C'est à la fois quelque chose de très fort et d'inévitable. Ce qui l'étonne d'ailleurs ce n'est pas que ce soit aussi fort, mais que ce soit aussi inévitable.

Je voulais lire ce roman depuis sa parution. Pas à cause du résumé, que je n'avais pas lu, pas à cause du prix Femina, pas à cause d'articles élogieux que j'aurais lus. Non, à cause du titre, juste à cause de quelques mots qui m'ont fait rêver ce roman... qui est désormais disponible en poche.

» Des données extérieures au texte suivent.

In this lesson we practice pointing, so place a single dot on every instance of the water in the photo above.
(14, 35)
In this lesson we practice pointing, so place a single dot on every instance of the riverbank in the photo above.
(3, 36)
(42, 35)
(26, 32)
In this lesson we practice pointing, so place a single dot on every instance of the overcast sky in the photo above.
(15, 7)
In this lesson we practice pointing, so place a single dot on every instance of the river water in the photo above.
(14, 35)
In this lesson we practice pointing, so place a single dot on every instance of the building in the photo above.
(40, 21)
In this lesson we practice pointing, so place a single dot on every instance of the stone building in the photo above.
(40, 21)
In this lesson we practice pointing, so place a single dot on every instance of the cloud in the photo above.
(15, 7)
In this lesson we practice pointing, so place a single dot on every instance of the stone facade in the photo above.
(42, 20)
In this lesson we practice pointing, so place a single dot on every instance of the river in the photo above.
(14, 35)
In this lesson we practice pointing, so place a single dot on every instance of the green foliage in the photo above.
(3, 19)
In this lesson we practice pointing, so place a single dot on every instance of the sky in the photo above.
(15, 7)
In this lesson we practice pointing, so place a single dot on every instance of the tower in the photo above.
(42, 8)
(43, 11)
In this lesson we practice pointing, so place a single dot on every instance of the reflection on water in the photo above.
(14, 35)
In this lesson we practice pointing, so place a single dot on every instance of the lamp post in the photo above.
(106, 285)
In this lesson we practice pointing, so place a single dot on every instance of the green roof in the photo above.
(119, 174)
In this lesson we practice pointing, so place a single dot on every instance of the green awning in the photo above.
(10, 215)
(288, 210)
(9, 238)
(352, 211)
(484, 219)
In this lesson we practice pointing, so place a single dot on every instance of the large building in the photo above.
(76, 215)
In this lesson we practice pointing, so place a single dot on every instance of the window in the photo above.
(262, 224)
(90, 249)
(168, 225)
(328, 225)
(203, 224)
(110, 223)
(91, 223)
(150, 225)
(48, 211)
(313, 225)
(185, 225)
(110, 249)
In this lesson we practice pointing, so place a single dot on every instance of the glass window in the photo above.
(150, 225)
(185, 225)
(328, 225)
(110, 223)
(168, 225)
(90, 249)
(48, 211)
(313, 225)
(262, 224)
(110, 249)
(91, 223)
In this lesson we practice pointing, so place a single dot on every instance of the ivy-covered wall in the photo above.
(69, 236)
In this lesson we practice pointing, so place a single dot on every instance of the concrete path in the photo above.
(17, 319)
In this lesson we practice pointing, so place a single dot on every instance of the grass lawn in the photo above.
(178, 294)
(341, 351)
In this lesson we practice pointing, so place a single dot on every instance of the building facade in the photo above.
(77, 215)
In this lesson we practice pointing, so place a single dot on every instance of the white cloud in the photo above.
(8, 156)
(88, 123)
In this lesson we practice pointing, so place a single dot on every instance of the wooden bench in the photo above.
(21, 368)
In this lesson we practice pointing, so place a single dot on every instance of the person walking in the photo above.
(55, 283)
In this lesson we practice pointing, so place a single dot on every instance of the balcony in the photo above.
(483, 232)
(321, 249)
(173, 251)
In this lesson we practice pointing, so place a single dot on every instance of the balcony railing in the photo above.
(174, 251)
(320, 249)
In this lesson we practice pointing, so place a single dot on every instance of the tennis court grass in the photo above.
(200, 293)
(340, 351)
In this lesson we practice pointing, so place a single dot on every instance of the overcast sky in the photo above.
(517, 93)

Louis Bleriot a 41 ans. Il est marié à Sabine mais, et c'est un peu cliché, leur couple ne va plus très fort. Il attend qu'elle le quitte, ce qu'elle ne fait pas. Il y a deux ans, il a rencontré et aimé Nora, avant qu'elle ne le quitte pour un autre. Depuis, il l'a attendue et aujourd'hui, Nora vient d'appeler. Et, à nouveau, Louis plonge et revit, pendant que de l'autre côté de la manche, Murphy Blomdale, que Nora vient de quitter à son tour, s'étiole...

Patrick Lapeyre montre ici un curieux traitement de l'espace-temps, qui donne le sentiment d'être quelque part, en suspension entre plusieurs mondes possibles dont on ne sait finalement jamais bien lequel est le vrai, et cela nous donne un roman tout ce qu'il y a de plus particulier, écrit dans une très jolie langue, poétique mais simple, une écriture visuelle et sensuelle, presque cinématographique par moments, émaillée de métaphores et de comparaisons d'une grande originalité. Et puis, c'est évidemment bien plus qu'une simple histoire d'adultère, plus complexe et plus subtil. Malgré les faits, le personnage de Louis, aussi lâche soit-il, m'a beaucoup touchée : velléitaire, compulsif, un peu perdu, il me ressemble beaucoup. Quant à Nora, on a là un personnage d'une profondeur étonnante : mystérieuse, fascinante, solaire, lumineuse, rayonnante au milieu de sa cour bourdonnante d'hommes en pâmoison, elle est de ces femmes "qui instille[nt] dans le coeur des hommes le regret des vies qu'ils ne vivront jamais" ; mais elle est aussi complètement perdue, d'une indépendance farouche et en même temps jalousement possessive. Un peu folle aussi, mais dans certaines situations nous sommes sans doute tous capables de perdre la raison... un magnifique portrait de femme, dans un magnifique roman !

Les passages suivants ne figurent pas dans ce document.